Les mers d’Asie orientale connaissent à la même époque une expansion du commerce, liée à l’affaiblissement du contrôle de l’Empire chinois des Ming sur les populations maritimes. Cette dynastie avait choisi de contrôler le commerce extérieur pour asseoir son pouvoir sur les populations côtières, avec un système dit d’interdiction maritime. Mais dès les années 1520, ces populations défient les autorités et se lancent dans la contrebande et la piraterie.

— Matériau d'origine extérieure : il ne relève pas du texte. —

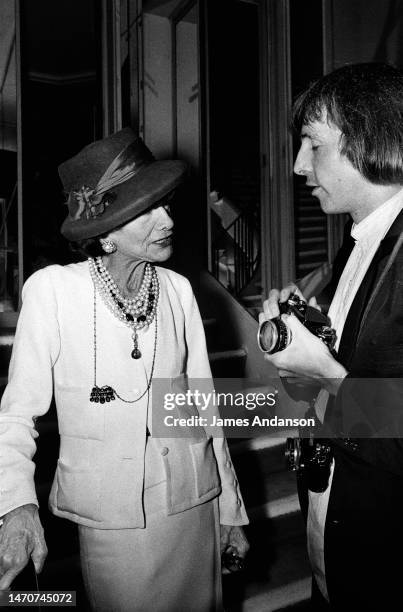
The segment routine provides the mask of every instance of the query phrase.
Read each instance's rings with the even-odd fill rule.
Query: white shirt
[[[355,246],[340,277],[336,293],[329,308],[332,327],[336,330],[336,350],[354,297],[364,279],[370,263],[393,221],[403,208],[403,189],[379,206],[360,223],[354,224],[351,236]],[[316,411],[320,414],[326,406],[328,393],[322,390],[316,401]],[[309,491],[308,508],[308,554],[318,587],[329,600],[326,587],[324,532],[327,507],[333,480],[334,461],[331,466],[329,484],[326,491]]]

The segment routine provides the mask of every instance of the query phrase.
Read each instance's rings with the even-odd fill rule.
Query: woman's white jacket
[[[211,388],[204,330],[189,282],[157,268],[160,280],[154,381],[186,391],[188,380]],[[160,429],[166,414],[188,417],[194,406],[165,410],[161,396],[136,403],[89,401],[94,384],[94,290],[88,263],[52,265],[25,283],[0,410],[0,516],[35,503],[35,419],[54,394],[60,452],[50,493],[52,511],[104,529],[143,527],[142,492],[147,424],[157,436],[167,477],[167,512],[175,514],[219,495],[220,522],[247,517],[236,475],[218,428],[191,427],[187,436]],[[139,333],[142,358],[134,360],[131,330],[96,301],[97,384],[126,400],[147,388],[155,323]],[[191,384],[193,384],[191,382]],[[157,397],[157,396],[155,396]],[[158,404],[158,405],[157,405]],[[210,424],[210,404],[202,416]],[[215,435],[212,435],[214,432]],[[171,437],[172,436],[172,437]],[[40,441],[39,441],[40,443]]]

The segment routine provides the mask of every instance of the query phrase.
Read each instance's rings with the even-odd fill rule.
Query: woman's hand
[[[237,527],[236,525],[220,525],[220,549],[221,555],[223,553],[232,553],[244,559],[249,550],[249,543],[242,527]],[[230,574],[231,571],[222,566],[222,573]]]
[[[0,591],[10,587],[30,557],[39,573],[47,554],[38,508],[27,504],[8,512],[0,529]]]

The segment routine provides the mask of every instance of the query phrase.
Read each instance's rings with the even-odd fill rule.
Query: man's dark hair
[[[343,66],[295,101],[293,127],[327,119],[340,152],[371,183],[403,184],[403,73],[388,64]]]

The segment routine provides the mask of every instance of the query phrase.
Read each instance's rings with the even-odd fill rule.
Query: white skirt
[[[145,490],[144,529],[79,526],[83,578],[96,612],[222,610],[218,500],[170,516],[165,500],[165,482]]]

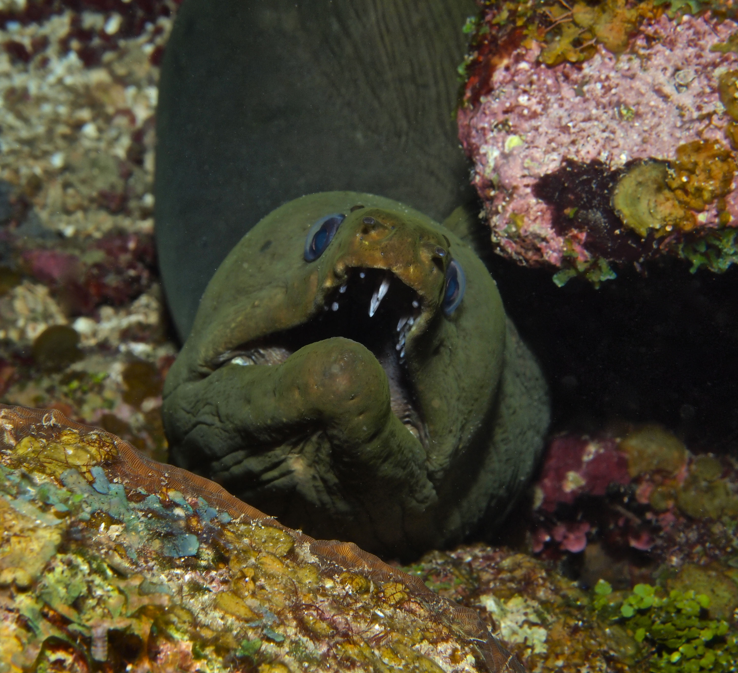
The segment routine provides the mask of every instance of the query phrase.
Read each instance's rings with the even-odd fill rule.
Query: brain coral
[[[474,610],[57,411],[0,405],[0,671],[524,673]]]
[[[678,4],[485,4],[458,122],[501,254],[559,284],[738,258],[738,24]]]

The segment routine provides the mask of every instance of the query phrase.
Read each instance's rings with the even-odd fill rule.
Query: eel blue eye
[[[461,303],[466,289],[466,277],[461,265],[452,260],[446,270],[446,292],[444,294],[444,313],[446,317],[452,314]]]
[[[340,213],[326,215],[320,218],[308,232],[308,238],[305,239],[305,261],[314,262],[328,247],[338,231],[339,225],[346,218]]]

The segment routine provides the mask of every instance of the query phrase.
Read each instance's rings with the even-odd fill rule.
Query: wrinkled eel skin
[[[215,269],[304,194],[442,221],[474,199],[453,118],[475,0],[184,0],[156,109],[156,234],[187,337]]]
[[[475,11],[184,0],[162,65],[156,238],[187,339],[165,388],[173,462],[386,557],[499,522],[548,424],[494,281],[436,224],[463,224],[472,198],[452,112]],[[331,213],[346,218],[306,261]],[[452,260],[466,287],[447,315]]]
[[[330,213],[348,216],[306,261]],[[452,263],[466,291],[446,315]],[[397,201],[329,192],[230,252],[163,409],[176,464],[310,534],[409,558],[505,515],[538,455],[545,390],[468,245]]]

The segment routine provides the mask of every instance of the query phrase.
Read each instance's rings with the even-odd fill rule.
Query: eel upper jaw
[[[407,360],[412,357],[412,342],[428,320],[429,303],[390,271],[343,268],[318,289],[306,321],[229,348],[213,367],[280,365],[309,343],[351,339],[366,346],[382,365],[393,413],[425,446],[427,433]]]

Vers 1530, au Japon, on importe de Corée une nouvelle technique de purification de l’argent, la coupellation. Elle permet de développer l’exploitation des gisements argentifères dans l’archipel. Les contrebandiers chinois s’intéressent à cette richesse, car l’argent est déjà devenu à cette époque le métal de référence pour le commerce en Asie orientale : ils trafiquent avec des Japonais qui se lancent à leur tour dans la piraterie, et avec les Occidentaux. Cet argent, qui vraisemblablement attire les Portugais vers le Japon, irrigue bientôt, avec l’argent espagnol du Pérou, un fructueux commerce international en Mer de Chine. Au début du XVIIe siècle, des Japonais quittent leur pays pour se fixer dans tout le Sud-Est asiatique : ils y sont marchands, ou mercenaires.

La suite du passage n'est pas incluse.